Jakarta (Greeners) – Kementerian Lingkungan Hidup dan Kehutanan (KLHK) menargetkan draf revisi Undang-Undang Nomor 5 Tahun 1990 tentang Keanekaragaman Sumber Daya Hayati dan Ekosistemnya rampung pada akhir Agustus 2016. Sebelumnya proses revisi UU tersebut telah lebih dulu melalui proses uji dan konsultasi publik setidaknya di sepuluh daerah.
Direktur Jendral Konservasi Sumber Daya Alam Ekosistem KLHK Tachrir Fatoni menyatakan, Dewan Perwakilan Rakyat (DPR) telah memastikan akan mulai memasukkan revisi UU 5/90 ini ke dalam Program Legislasi Nasional dan akan dikaji setelah pembahasan UU Karantina selesai diundangkan.
“Akhir Agustus ini ditargetkan. Semua sudah rampung, hanya tinggal finalisasi drafnya saja,” kata Tachrir saat ditemui di gedung Manggala Wanabhakti, Jakarta, Kamis (04/08).
BACA JUGA: Revisi UU Nomor 5 Tahun 1990, Perluas Kategori Perlindungan Satwa Liar
Lebih lanjut, Tachrir mengatakan dalam revisi UU tersebut telah dilakukan beberapa perubahan pasal dan penambahan pembahasan baru.
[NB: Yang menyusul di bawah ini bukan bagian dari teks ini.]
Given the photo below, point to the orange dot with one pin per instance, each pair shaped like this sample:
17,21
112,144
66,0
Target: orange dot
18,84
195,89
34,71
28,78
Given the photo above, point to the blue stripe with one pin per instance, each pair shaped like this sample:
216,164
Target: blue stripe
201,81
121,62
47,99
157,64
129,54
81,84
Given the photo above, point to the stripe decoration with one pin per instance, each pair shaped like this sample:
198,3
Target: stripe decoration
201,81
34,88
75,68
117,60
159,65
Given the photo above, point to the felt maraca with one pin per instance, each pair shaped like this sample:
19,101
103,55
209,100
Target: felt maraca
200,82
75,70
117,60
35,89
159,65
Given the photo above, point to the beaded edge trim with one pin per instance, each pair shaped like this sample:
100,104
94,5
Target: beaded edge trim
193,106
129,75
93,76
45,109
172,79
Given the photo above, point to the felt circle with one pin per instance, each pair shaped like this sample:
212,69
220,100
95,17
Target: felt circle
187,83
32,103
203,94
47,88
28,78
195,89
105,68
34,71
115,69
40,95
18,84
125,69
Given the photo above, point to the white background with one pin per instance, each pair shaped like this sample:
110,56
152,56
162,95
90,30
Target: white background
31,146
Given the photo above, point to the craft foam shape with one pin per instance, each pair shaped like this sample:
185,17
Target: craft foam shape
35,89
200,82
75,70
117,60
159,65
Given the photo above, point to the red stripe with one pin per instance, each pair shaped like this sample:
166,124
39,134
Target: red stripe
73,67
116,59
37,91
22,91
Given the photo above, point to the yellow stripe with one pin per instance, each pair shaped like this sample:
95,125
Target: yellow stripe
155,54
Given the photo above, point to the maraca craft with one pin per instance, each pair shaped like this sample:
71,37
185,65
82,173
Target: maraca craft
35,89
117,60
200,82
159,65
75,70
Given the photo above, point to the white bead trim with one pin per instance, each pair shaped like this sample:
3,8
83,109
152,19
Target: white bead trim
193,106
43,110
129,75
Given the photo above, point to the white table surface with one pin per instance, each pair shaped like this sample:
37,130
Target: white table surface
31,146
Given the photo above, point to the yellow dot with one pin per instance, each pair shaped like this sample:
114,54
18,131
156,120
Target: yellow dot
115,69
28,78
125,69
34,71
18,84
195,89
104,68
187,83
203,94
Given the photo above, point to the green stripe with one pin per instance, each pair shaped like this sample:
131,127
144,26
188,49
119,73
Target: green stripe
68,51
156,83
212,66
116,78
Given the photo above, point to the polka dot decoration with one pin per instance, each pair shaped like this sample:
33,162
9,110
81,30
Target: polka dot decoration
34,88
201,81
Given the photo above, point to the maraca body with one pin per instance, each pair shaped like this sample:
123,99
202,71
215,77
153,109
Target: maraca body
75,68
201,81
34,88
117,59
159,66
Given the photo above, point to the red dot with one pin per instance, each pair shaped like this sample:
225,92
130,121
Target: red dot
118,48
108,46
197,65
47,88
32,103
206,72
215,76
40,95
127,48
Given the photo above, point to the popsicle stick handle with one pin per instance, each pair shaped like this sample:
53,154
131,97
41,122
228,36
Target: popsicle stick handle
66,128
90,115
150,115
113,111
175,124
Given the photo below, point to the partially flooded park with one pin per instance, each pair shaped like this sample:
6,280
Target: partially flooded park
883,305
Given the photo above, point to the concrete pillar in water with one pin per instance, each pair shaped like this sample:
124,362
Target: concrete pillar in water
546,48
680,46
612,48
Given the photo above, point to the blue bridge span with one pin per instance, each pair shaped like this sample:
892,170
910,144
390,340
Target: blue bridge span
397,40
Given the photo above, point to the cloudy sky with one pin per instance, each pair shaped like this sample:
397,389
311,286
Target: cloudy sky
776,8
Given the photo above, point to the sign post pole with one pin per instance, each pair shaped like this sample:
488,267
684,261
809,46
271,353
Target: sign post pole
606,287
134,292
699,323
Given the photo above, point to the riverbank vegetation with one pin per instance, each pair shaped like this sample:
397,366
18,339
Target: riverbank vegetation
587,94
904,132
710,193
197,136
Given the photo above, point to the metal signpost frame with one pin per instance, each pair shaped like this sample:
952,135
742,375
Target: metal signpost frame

Seperti misalnya, pasal perlindungan terhadap satwa liar dilindungi dari luar Indonesia yang masuk dalam kategori Convention on International Trade in Endangered Species of Wild Fauna and Flora (CITES) atau konvensi perdagangan internasional tumbuhan dan satwa liar. Artinya, satwa yang dilindungi di dunia juga akan mendapat perlindungan di Indonesia.
Selain itu, sumber daya genetik juga menjadi isu utama yang dibahas dalam RUU Konservasi Keanekaragaman Hayati dan Ekosistem. Tachrir menyatakan bahwa tingkatan keanekaragaman hayati yang ada di Indonesia harus dilihat mulai dari genetik, spesies, dan ekosistem. Potensi sumber daya genetik ini bisa ditemui dalam tumbuhan, satwa, mikroba dan pengetahuan tradisional yang tersebar di dalam dan di luar kawasan konservasi.
“Potensi pencurian sumber daya genetik di Indonesia cukup rentan. Data KLHK hingga tahun 2014, peneliti asing sebanyak 24 persen menjadi pihak kedua yang terbanyak meneliti terhadap satwa liar di Indonesia. Angka akses permintaan untuk penelitian sumber daya genetik tersebut masih bisa terus bertambah dan berjalan sementara aturan terhadap sumber daya genetik belum memadai,” katanya.
Sedangkan untuk penegakan hukum, ia mengaku bersama dengan Direktorat Jendral Penegakan Hukum Lingkungan Hidup dan Kehutanan KLHK juga merevisi sanksi bagi pelaku kejahatan terhadap sumber daya alam dengan memasukkan poin sanksi minimal di dalam pasal.
BACA JUGA: Sumber Daya Genetik Akan Masuk Dalam Revisi UU Konservasi Keanekaragaman Hayati
Direktur Jendral Penegakan Hukum Lingkungan Hidup dan Kehutanan KLHK Rasio Ridho Sani mengatakan, direktoratnya masih menunggu finalisasi draf revisi UU 5/90 tersebut. Ia menyatakan masih akan terus melakukan penindakan terhadap para pelaku kejahatan lingkungan dengan menggunakan kekuatan yang tertuang dalam UU 5/90 yang belum direvisi.
“Kita memang menunggu dan membutuhkan undang-undang itu. Tapi bukan berarti selama revisi tersebut belum selesai, kita jadi tidak bisa apa-apa. Penegakan hukum tetap jalan meski banyak pelaku perdagangan tumbuhan satwa liar yang hanya dihukum ringan,” tutupnya.